Игорёк держался за живот, хватая ртом воздух.

– Это было нечто! Я захожу, а вы сидите со спущенными штанами и дрочите оба, глядя на экран! – Игорёк скорчил ослиную рожу, втянув губы и выпучив глаза, а затем снова зашёлся икающим хохотом.

– А сам-то где был? – заикнувшись и покраснев, как зрелая клубника, спросил Петрицкий.

– Я за пивом пошёл. А-а-а… – Игорёк сел и прищурил глаза: – Это вы меня, наверное, нарочно выпроводили, чтобы тут, понимаешь, грязно…

Тут Вронский накинулся на него по-серьёзному. Петрицкий попытался остановить Алексея, и в итоге на полу образовалась куча-мала. Вронский разорвал на груди у Игорька рубашку.

– Да пусти ты! – заорал тот, заработав руками и ногами в полную силу. Через секунду он уже стоял на ногах. – Достали, блин!

Игорь вышел. Сидящие на полу Вронский и Петрицкий вздрогнули, услышав, как хлопнула дверь.

Вронский повернул голову и вопросительно уставился на Петрицкого.

– Ну ладно, я тоже, наверное, это… ну в смысле пойду… Лады? Ну пока!

Петрицкий торопливо вскочил.

– Пока, Лёшич! – крикнул он из прихожей, на ходу натягивая кроссовок.

Алексей остался один. Блин! Это же надо так влипнуть! От стыда хотелось зарыться в песок и больше никогда не вылезать на поверхность. Он даже представить себе не мог, как теперь позвонит Петрицкому или Игорьку, чтобы договориться о пляже. Видимо, пляж отменяется. Блин!

Вронский пошёл в свою комнату и машинально включил телевизор. Новости, ток-шоу, сериал… Алексей нервно, всё быстрее и быстрее перещёлкивал каналы. Реклама, сериал, реклама, реклама… Придя в бешенство, Вронский встал и выключил телевизор. Потом пошёл на кухню, вытащил из холодильника пакет с охотничьими колбасками, разложил их на решётке для гриля и засунул в микроволновку. Проснулся чудовищный аппетит. Алексей нарезал большими ломтями батон и принялся намазывать каждый кусок маслом. Нетерпеливо накромсал сыр, а потом, даже не став снимать корочки, положил четыре куска на хлеб и жадно откусил.

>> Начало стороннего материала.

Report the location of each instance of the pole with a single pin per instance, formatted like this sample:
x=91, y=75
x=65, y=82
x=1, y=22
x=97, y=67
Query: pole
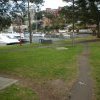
x=30, y=27
x=73, y=40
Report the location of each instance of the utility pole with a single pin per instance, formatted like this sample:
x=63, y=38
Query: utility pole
x=30, y=26
x=73, y=39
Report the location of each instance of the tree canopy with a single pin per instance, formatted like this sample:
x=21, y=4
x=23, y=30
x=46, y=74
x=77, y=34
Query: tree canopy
x=9, y=11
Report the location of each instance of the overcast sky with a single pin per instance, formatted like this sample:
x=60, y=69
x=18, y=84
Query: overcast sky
x=53, y=4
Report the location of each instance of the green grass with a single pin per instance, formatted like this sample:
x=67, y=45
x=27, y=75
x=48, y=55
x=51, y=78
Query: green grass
x=38, y=63
x=95, y=63
x=18, y=93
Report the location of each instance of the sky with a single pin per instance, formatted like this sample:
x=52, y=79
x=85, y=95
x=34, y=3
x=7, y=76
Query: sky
x=54, y=4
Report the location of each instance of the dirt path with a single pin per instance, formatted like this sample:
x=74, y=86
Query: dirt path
x=82, y=90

– М-м… – промычал он, испытав настоящее блаженство от кисловато-сладкого, ни с чем не сравнимого вкуса сыра с булкой. Алексей щёлкнул кнопкой чайника, и тот через пару минут закипел. Бросив заварной пакетик в большую кружку, Вронский всыпал туда три ложки сахара и залил всё кипятком.

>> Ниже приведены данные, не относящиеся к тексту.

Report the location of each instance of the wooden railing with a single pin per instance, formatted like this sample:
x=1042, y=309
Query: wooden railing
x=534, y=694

Через пять минут Вронский уже сидел за столом. На одной тарелке перед ним лежало пять бутербродов с сыром, на другой – горка аппетитно шкворчащих колбасок.

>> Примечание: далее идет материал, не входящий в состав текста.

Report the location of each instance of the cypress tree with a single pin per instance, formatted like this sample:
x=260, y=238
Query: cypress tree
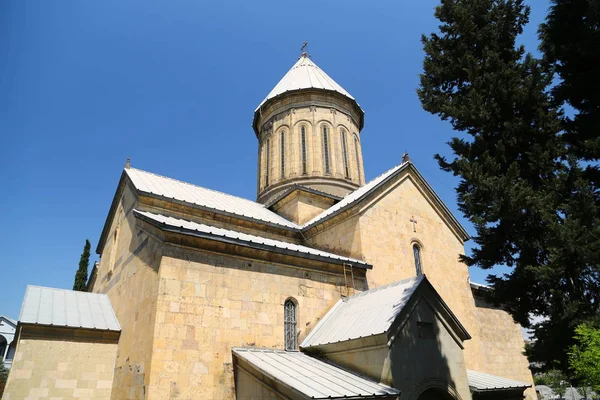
x=520, y=185
x=80, y=283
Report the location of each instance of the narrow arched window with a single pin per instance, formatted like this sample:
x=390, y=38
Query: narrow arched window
x=303, y=149
x=289, y=313
x=326, y=149
x=282, y=154
x=345, y=154
x=417, y=254
x=357, y=156
x=267, y=161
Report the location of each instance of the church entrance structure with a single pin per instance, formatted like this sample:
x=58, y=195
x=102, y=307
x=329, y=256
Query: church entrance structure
x=327, y=286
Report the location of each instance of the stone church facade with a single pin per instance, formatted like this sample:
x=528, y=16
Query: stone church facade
x=326, y=287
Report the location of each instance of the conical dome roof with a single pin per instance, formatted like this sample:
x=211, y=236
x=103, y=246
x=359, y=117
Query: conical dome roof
x=305, y=74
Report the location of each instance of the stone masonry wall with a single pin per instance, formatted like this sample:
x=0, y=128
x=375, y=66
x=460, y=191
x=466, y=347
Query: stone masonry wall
x=128, y=274
x=502, y=345
x=383, y=235
x=209, y=303
x=61, y=369
x=313, y=119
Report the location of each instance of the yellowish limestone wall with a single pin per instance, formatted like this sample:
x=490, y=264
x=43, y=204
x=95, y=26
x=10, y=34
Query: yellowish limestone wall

Включив кухонный телек, Алексей стал смотреть советский фильм про рабочих и даже втянулся. Кино оказалось в натуре ништяк, хоть и не цветное. Через час Алексей объелся, прикончив весь сыр, масло и истекающие жиром колбаски. Фильм закончился, что называется, «руллес». Девица бросила директора клуба и вернулась к своему стахановцу. Алексей обрадовался, потому что бабища была, прямо скажем, недалёкого ума и весьма сомнительной внешности. Такой со стахановцем в самый раз. А директор клуба ничего, стильный даже для своих времён. Конечно, ему такая дурища надоела, с ней ведь и поговорить не о чем. Он ей про Вагнера, а она ему в ответ про свою прядильную фабрику! Б-р-р!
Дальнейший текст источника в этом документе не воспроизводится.